Надежды, возлагаемые на него лично и на прибывшие вместе с ним подкрепления, неожиданно быстро оправдались. Под Ктесифоном[399]
произошло столкновение 6-й османской армии с наступавшими на Багдад войсками англо-индийской армии генерала Таунсенда. Обе стороны полагали, что уступают в силах, и прервали бой. Однако турки первыми заметили, что противник отступает, а потому развернулись и начали преследование. Фон дер Гольц сам в битве принять участие не мог. Так что старший их корпусных командиров, Халил-паша, приписал «победу» себе. Последовал, однако, крупный успех, увенчавшийся капитуляцией окруженного в Кут-эль-Амаре Таунсенда (16 апреля 1916 г.)[400].Фон дер Гольц не дожил до триумфа своей операции. За несколько дней до сдачи противника он умер от сыпного тифа, который подхватил на госпитальном судне.
Это была во всех отношениях невосполнимая утрата, главным образом для немцев, которые теперь навсегда лишились своего главного защитника.

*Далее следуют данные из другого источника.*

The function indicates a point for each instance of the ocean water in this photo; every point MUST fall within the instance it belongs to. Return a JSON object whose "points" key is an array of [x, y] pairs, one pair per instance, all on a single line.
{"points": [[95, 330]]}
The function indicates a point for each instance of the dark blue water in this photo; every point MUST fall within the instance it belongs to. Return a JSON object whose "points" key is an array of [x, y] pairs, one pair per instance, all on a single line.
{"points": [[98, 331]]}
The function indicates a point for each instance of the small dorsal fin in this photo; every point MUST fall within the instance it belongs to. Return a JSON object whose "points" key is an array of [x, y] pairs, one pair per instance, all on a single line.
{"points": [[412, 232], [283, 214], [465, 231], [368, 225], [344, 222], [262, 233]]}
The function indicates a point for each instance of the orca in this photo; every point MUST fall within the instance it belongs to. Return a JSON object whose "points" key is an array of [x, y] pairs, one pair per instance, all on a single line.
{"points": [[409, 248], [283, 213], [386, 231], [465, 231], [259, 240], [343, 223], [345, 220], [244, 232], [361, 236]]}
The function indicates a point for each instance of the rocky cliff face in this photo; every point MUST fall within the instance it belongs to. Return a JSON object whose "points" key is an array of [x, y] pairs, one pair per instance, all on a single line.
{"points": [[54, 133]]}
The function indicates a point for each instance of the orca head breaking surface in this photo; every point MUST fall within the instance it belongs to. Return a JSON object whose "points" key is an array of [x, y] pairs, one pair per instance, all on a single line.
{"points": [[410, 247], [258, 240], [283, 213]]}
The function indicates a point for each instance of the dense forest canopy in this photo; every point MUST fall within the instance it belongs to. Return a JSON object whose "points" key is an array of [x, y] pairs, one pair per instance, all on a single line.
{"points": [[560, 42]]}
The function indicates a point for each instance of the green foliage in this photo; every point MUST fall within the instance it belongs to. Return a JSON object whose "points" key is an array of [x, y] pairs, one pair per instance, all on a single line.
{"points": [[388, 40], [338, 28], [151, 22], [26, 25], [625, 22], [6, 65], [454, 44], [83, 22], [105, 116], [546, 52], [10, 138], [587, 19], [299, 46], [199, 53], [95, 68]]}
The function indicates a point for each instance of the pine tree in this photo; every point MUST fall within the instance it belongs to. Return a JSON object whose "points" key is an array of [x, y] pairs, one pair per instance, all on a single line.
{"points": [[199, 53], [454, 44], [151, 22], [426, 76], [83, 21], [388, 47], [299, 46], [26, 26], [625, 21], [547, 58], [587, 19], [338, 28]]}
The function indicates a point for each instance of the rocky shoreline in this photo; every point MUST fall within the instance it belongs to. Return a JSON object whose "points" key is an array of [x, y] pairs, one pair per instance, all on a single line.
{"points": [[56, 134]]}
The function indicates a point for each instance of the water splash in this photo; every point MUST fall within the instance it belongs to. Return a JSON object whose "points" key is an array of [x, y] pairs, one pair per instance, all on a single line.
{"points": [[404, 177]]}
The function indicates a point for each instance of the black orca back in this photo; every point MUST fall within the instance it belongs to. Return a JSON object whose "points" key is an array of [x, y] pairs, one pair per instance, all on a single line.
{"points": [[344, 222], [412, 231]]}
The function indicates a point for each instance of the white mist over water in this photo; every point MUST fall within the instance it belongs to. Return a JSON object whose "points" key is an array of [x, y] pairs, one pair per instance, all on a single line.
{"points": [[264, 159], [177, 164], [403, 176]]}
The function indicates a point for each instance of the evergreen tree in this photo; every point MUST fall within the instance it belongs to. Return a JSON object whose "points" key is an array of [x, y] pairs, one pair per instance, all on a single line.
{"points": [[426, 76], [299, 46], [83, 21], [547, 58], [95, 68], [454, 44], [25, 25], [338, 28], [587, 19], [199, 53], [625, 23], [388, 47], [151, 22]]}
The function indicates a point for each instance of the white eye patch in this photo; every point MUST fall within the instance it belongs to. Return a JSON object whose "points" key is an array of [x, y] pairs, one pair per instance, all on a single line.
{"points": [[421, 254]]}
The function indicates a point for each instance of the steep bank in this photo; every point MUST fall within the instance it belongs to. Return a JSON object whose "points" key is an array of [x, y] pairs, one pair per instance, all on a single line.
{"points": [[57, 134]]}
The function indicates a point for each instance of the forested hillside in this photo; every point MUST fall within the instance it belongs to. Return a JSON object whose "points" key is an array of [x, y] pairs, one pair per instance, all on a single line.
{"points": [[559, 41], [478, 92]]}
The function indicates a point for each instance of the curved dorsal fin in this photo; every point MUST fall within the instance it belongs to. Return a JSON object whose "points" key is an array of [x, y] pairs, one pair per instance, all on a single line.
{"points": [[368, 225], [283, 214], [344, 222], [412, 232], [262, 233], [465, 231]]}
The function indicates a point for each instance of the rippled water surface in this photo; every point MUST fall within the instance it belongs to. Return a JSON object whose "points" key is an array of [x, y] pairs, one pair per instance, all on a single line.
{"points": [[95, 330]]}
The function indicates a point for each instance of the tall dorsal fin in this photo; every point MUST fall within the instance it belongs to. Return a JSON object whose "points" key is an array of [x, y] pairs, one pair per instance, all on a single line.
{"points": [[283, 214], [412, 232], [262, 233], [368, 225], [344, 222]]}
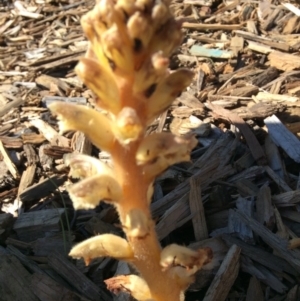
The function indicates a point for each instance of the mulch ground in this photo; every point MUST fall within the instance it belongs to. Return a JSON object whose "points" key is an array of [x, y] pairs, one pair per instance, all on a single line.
{"points": [[240, 193]]}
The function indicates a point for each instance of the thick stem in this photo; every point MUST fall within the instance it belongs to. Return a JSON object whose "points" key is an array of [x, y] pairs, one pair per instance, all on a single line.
{"points": [[147, 249]]}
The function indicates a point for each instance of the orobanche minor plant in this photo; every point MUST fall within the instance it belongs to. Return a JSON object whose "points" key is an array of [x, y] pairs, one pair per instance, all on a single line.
{"points": [[126, 67]]}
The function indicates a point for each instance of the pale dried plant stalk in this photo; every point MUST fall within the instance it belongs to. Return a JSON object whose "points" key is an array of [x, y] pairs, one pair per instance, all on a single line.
{"points": [[126, 66]]}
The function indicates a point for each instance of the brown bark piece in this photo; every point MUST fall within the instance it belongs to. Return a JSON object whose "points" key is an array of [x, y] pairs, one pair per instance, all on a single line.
{"points": [[284, 61], [265, 77], [254, 292], [254, 146], [10, 165]]}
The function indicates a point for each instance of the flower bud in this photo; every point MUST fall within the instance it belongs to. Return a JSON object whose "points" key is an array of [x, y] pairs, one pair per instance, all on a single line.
{"points": [[101, 82], [132, 284], [118, 49], [182, 276], [175, 255], [137, 224], [88, 193], [102, 245], [83, 166], [139, 29], [167, 91], [151, 72], [95, 125], [128, 126], [160, 150]]}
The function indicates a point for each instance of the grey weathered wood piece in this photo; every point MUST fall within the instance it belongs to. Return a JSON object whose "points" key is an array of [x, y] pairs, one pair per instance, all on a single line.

А в Персии неудачи преследовали германские «экспедиции» одна за другой, русские же, нарушив нейтралитет страны, ввели войска, чтобы отправиться на помощь осажденному Таунсенду.
Граф Каниц[401]
погиб, покончил с собой или был убит. Это может быть доказательством, что именно он был духовным вдохновителем фантастических планов.Тесня германские экспедиции, русские подошли к турецкой границе. Слишком поздно, чтобы изменить судьбу Таунсенда. Навстречу им двинулся один из корпусов 6-й армии. Однако они не стали дожидаться начавшегося турецкого наступления и отошли. Но вместо того чтобы теперь вернуть командующего корпусом Али Ризу[402]
назад в Кут, его оставили вести преследование глубоко внутрь страны, до Хамадана, где противники затем месяцами стояли друг против друга в бездействии.Разрыв 6-й армии на две примерно равные по силе и отделенные друг от друга многими дневными переходами группировки с точки зрения стратегии был столь чудовищен, что при этом должны были решающее воздействие оказать лишь политические причины. Ведь буквально все зависело от того, чтобы собрать воедино все силы на Тигре, чтобы иметь возможность справиться с англичанами, а они-то, безусловно, попытаются вырвать у турок окончательную победу. Недооценка противника, да еще такого упорного, как Англия, стала тяжелой ошибкой.
Я не смогу ответить на вопрос, воображал ли себе уже тогда Энвер план общего наступления от Персии до Черного моря, о котором позднее отправил мне донесение. Но явно уже сформировался замысел после «провала» немцев полагать Персию своим доменом, преследуя там чисто турецкие интересы.
Немцев упрекали в том, что они не вступали в бои с русскими за каждую пядь земли в приграничных с Персией гористых районах. Я сомневаюсь, что это вообще было бы возможно против русских с персами, которых едва ли можно рассматривать в качестве полноценных солдат. Как и следовало ожидать, репутации немцев был нанесен серьезный урон, в то время как самоуверенность турок после первых успехов превратилась в невыносимый шовинизм. Еще более подпитывался он германскими офицерами в штабе Халила, нового командующего армией, которые выступили против своих же земляков. Следствием этого стали совершенно нетерпимые отношения между немцами, в рядах которых царила роковая разобщенность[403]
.Однако мы все же не собирались отказываться от планов в Персии. По договоренностям с турками и Низамом германской задачей впредь должно было стать дальнейшее формирование на основе жандармерии персидских войск, которые, вплоть до возможности тактического их задействования, находились бы только под германским командованием. Эту тяжелую организационную миссию приняли на себя в Керманшахе и Сулеймании два офицера Генштаба фон Лёбен и Лёшебранд-Хорн.
Их, а позднее и моя позиция была усилена тем, что мы не только финансировали формирование войск, но и брали на себя основную часть расходов и на турецкий корпус. Причем все покрывалось золотой монетой! Бумажные деньги здесь не принимали вообще.
И вот задачей моей, как наследника генерала фон дер Гольца, отныне было как-то разобраться в этом лабиринте на пользу германским интересам.